Type of Document Dissertation
Author Appling, Leonard Troy
URN etd-09172010-142913
Title Political Priests: The Role of Religious Figures in Modern American Drama
Degree Doctor of Philosophy
Department English, Department of
Advisory Committee
Advisor Name Title
S. E. Gontarski Committee Chair
John Fenstermaker Committee Member
Karen Laughlin Committee Member
Neil Jumonville University Representative
Keywords
  • American Exceptionalism
  • Victor Turner
  • Communitas
  • Religious Figures
  • Civil Religion
Date of Defense 2010-08-05
Availability unrestricted
Abstract
Understanding religious imagery and its uses on stage is essential to interpreting drama, beginning as it did in the sacred rituals of ancient Greece. In post-World-War-II America, playwrights divested religious elements of their sacredness, using them as signifiers of secular humanism instead, in order to construct or critique ideological tenets central to the American consciousness. This study examines the relation on the modern stage between religion (both formal and civil) and the concept of “America” in the works of James Baldwin, Bill C. Davis, Christopher Durang, Diane Shaffer, and John Patrick Shanley, who each used religion to create conformity with (or critique of) the sense of American exceptionalism that dominated the post-WWII period.
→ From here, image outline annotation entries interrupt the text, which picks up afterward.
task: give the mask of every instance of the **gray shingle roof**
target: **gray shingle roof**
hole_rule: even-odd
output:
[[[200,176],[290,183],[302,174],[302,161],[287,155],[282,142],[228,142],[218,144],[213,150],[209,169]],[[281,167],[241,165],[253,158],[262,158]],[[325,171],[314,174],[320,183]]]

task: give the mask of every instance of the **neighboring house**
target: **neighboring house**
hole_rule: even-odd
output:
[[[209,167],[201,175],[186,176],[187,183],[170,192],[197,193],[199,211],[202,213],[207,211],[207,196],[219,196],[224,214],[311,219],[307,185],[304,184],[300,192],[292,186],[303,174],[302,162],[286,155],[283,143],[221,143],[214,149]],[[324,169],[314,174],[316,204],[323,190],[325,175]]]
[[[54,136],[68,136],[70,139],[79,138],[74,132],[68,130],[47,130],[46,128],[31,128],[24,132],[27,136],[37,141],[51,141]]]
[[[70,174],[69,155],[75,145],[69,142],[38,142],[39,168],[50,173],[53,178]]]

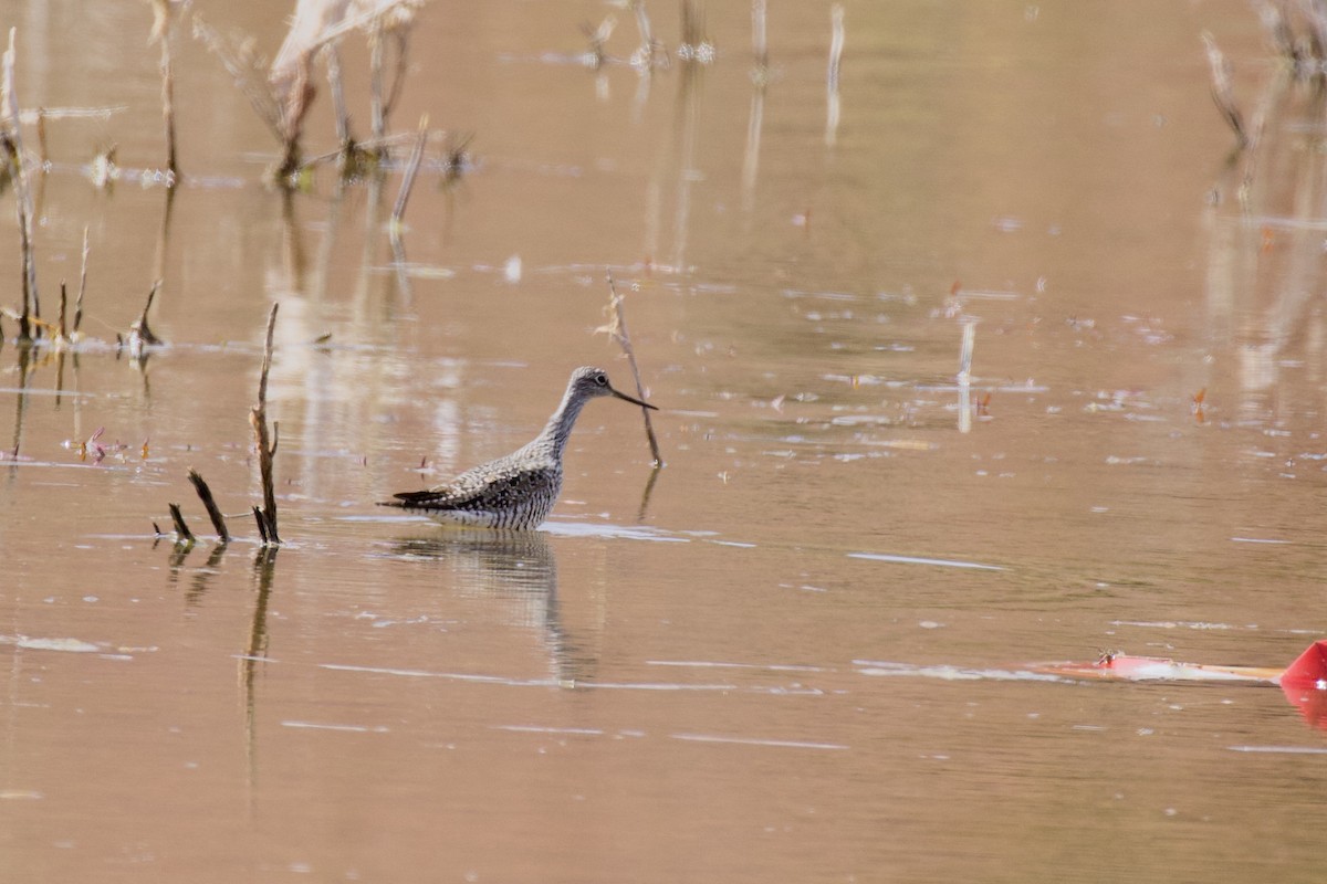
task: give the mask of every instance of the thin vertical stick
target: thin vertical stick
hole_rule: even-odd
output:
[[[973,349],[977,346],[977,317],[962,317],[963,341],[958,347],[958,432],[973,429]]]
[[[829,69],[825,73],[828,111],[825,114],[825,146],[833,147],[839,140],[839,65],[843,61],[843,4],[836,3],[829,11],[832,36],[829,37]]]
[[[162,119],[166,123],[166,168],[170,171],[170,184],[175,184],[179,166],[175,162],[175,66],[170,54],[170,0],[153,0],[151,41],[162,46]]]
[[[65,289],[65,281],[60,281],[60,326],[56,329],[56,343],[64,343],[69,339],[68,331],[65,330],[65,311],[69,306],[69,293]]]
[[[382,95],[382,41],[385,36],[382,21],[376,20],[369,30],[369,126],[376,144],[381,143],[387,134],[386,107]]]
[[[203,509],[207,510],[207,518],[212,520],[212,527],[216,529],[216,535],[222,538],[222,543],[230,543],[231,534],[226,530],[226,517],[222,516],[222,510],[216,506],[216,500],[212,497],[212,489],[207,486],[207,482],[196,469],[188,470],[188,481],[194,482],[194,490],[198,492],[198,498],[203,501]]]
[[[4,53],[0,76],[0,138],[9,155],[13,178],[15,215],[19,221],[19,249],[23,261],[23,315],[19,317],[19,341],[32,341],[31,319],[41,317],[37,298],[37,266],[32,257],[32,197],[28,193],[27,162],[23,155],[23,134],[19,126],[19,94],[15,85],[15,34],[9,28],[9,48]]]
[[[280,543],[281,538],[276,533],[276,490],[272,485],[272,457],[276,455],[280,425],[275,425],[273,435],[267,429],[267,375],[272,368],[272,331],[276,329],[276,310],[280,304],[272,305],[272,311],[267,317],[267,345],[263,347],[263,370],[257,380],[257,404],[249,412],[249,424],[253,427],[253,439],[257,443],[257,467],[263,480],[263,510],[256,512],[260,534],[264,545]],[[263,531],[265,522],[267,530]]]
[[[196,538],[194,531],[188,530],[188,525],[184,524],[184,514],[179,512],[179,504],[167,504],[170,509],[170,518],[175,522],[175,534],[178,543],[192,543]]]
[[[766,34],[766,0],[751,0],[751,54],[758,81],[770,77],[770,45]]]
[[[410,151],[410,162],[406,163],[406,172],[401,179],[401,192],[397,193],[397,204],[391,209],[391,225],[401,227],[401,217],[406,213],[406,203],[410,201],[410,188],[414,187],[415,175],[419,174],[419,163],[423,162],[423,148],[429,142],[429,114],[419,118],[419,135],[415,138],[414,150]]]
[[[78,326],[82,325],[82,296],[88,290],[88,228],[84,227],[84,261],[78,273],[78,297],[74,300],[74,334],[78,334]]]
[[[622,296],[617,293],[612,273],[608,274],[608,290],[610,293],[609,305],[613,307],[613,319],[608,326],[608,333],[622,347],[626,362],[632,366],[632,376],[636,378],[636,398],[645,399],[645,384],[641,383],[641,370],[636,366],[636,350],[632,347],[632,337],[626,331],[626,317],[622,314]],[[664,465],[664,457],[660,455],[658,439],[654,437],[650,410],[642,407],[641,414],[645,415],[645,435],[650,440],[650,456],[654,457],[654,468],[658,469]]]
[[[328,87],[332,90],[332,107],[336,109],[336,138],[341,154],[350,150],[350,111],[345,107],[345,86],[341,80],[341,53],[336,42],[329,42],[322,50],[322,61],[328,68]]]
[[[1217,110],[1234,131],[1235,147],[1243,150],[1250,146],[1251,140],[1243,117],[1235,107],[1234,90],[1230,87],[1230,62],[1226,61],[1210,33],[1202,32],[1202,45],[1208,49],[1208,65],[1212,68],[1212,101],[1216,102]]]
This study focuses on the characteristics of the clergy depicted by these playwrights: pragmatism, marginalization, prescription, and paranoia. While narrow in scope, the thematic concerns these characters represent echo other religious elements such as those of Arthur Miller’s Crucible or Edward Albee’s Tiny Alice. Each of the playwrights in this study attempt to re-code the religious signs—in this case, their characters—to effect an understanding in the audience that these people represent a larger social commentary. Building on theatre anthropology and semiotics, especially the work of Victor Turner, Peter Brook, and Keir Elam, as well as theorists of American civil religion such as Robert Bellah, this study will demonstrate the ways religion has been used on stage to define American ideology, as well as establish the link between dramatic clergy and the larger societal figures they represent.